Paper | Project Website | Hugging Face Demo | BibTeX

Inst-Inpaint Teaser

Inst-Inpaint: Instructing to Remove Objects with Diffusion Models
Ahmet Burak Yildirim, Vedat Baday, Erkut Erdem, Aykut Erdem, Aysegul Dundar

Abstract:

Image inpainting task refers to erasing unwanted pixels from images and filling them in a semantically consistent and realistic way. Traditionally, the pixels that are wished to be erased are defined with binary masks.
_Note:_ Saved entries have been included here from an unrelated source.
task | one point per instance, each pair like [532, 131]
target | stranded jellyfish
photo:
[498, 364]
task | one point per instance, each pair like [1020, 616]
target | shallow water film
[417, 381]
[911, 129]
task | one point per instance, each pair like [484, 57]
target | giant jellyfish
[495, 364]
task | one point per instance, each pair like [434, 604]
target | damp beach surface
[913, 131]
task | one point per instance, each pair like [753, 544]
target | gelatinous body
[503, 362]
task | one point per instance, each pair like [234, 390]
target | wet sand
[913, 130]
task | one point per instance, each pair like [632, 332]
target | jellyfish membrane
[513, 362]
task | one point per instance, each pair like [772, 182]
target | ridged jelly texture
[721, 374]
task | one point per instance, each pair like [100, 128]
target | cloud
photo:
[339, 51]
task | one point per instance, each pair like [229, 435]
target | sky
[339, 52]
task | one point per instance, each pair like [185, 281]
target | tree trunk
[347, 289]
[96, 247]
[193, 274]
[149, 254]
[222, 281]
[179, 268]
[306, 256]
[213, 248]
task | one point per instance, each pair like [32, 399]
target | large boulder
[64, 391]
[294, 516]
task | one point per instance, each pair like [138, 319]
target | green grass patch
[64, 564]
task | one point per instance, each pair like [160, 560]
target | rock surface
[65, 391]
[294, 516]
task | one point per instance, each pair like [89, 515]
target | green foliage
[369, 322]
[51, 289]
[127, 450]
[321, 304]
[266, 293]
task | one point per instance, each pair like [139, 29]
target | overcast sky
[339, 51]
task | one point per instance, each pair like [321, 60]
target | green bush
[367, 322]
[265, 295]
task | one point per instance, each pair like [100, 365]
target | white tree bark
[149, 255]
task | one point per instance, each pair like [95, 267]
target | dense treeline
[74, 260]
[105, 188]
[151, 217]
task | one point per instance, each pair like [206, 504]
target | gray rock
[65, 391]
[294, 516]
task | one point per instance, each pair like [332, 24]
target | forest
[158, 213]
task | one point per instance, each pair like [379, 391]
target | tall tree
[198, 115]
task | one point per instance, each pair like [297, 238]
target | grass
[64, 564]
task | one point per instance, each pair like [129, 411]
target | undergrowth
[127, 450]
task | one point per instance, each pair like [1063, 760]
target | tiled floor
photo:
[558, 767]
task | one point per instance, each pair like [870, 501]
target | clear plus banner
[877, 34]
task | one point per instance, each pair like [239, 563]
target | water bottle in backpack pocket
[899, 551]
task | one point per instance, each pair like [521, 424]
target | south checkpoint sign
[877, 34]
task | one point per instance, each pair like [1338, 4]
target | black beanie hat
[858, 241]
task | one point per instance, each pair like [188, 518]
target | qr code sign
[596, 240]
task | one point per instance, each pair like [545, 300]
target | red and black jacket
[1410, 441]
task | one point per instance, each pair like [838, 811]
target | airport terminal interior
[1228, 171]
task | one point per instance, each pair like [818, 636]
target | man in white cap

From the application point of view, a user needs to generate the masks for the objects they would like to remove which can be time-consuming and prone to errors.

In this work, we are interested in an image inpainting algorithm that estimates which object to be removed based on natural language input and removes it simultaneously. For this purpose, first, we construct a dataset named GQA-Inpaint for this task. Second, we present a novel inpainting framework, Inst-Inpaint, that can remove objects from images based on the instructions given as text prompts.

We set various GAN and diffusion-based baselines and run experiments on synthetic and real image datasets. We compare methods with different evaluation metrics that measure the quality and accuracy of the models and show significant quantitative and qualitative improvements.

News

  • GQA-Inpaint pretrained model is released. (June 29, 2023)
  • GQA-Inpaint dataset is released. (June 29, 2023)
  • Inst-Inpaint training, inference, evaluation, and demo codes are released. (June 29, 2023)
  • Hugging Face demo is released. (April 9, 2023)

Cloning the Repository

git clone https://github.com/abyildirim/inst-inpaint.git
cd inst-inpaint

Environment Setup

Anaconda is recommended to install the required dependencies. These dependencies are specified in the conda environment named instinpaint, which can be created and activated as follows:

conda env create -f environment.yaml
conda activate instinpaint

Preparing the GQA-Inpaint Dataset Files

GQA-Inpaint is a real image dataset to train and evaluate models for the instructional image inpainting task. Scene graphs of the GQA dataset are exploited to generate paired training data by utilizing state-of-the-art instance segmentation and inpainting methods. Dataset details are explained in the Inst-Inpaint paper.

GQA-Inpaint Content  
gqa-inpaint Main dataset folder
├  images Folder of the original images
├  images_inpainted Folder of the inpainted images
├  masks Folder of the inpainted object masks
├  train_scenes.json Scene texts of the training images
├  test_scenes.json Scene texts of the test images
├  test_instructions.json Fixed instructions for testing models

This dataset can facilitate training for both inpainting an object and adding one. For the inpainting task, object relations in the scene JSON files, are modified in the dataset class for creating remove instructions. Also, image relative positions of the target objects in the scene JSON files are found considering the original aspect ratio of the images. These positions are being changed in the dataset class after cropping the images by overwriting them according to the aspect ratio of the cropped images.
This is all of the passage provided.